My blog - almost purely self-referential as it may be to date - is but a fledgling bird so far. It has wings that are visible to all as its potential, but it can't yet fly on its own.
It has taken its first few gulps of air and has even been fed once or twice, but it is far from being able to fly on its own.
It hasn't had the attention paid to it that is necessary for it to develop its own identity and personality, for it to stand on its feet proudly secure in its knowledge of itself. No one knows yet if it will grow into a success or a failure - if it will leap from the nest and fall to the earth or soar in the sky.
It is barely an adolescent and must be fed much more if it is to thrive and grow. And even then, it could be a sullen and surly teen or a vibrant contributer to the community it inhabits.
Yet my journal is still jealous! Silbling rivalry is rampant between the two. My journal has been nourished for years through nervous steps into new worlds and the triumphs and set backs of my professional path. It has witnessed and revelled in the growth of love and it has empathized with the anguish of seperation.

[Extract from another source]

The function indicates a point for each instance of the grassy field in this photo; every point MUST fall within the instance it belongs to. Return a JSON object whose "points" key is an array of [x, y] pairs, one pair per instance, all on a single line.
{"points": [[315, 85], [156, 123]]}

But it need not fear - it is still equally cherished as a fellow traveller and a confidant - it still has its unique and special charm and is irreplaceable in those exact ways. It has been ignored before and it will be again, sadly, but it will always be remembered and returned to.
For the Internet, if it teaches us one thing, teaches us that there is a true need for separation between the public and the private. There are thoughts and ideas to be shared with the world at large and there are emotions and urges to be trusted to a close friend and confidant - like my journal or my closest friends in the world. Whereever they be.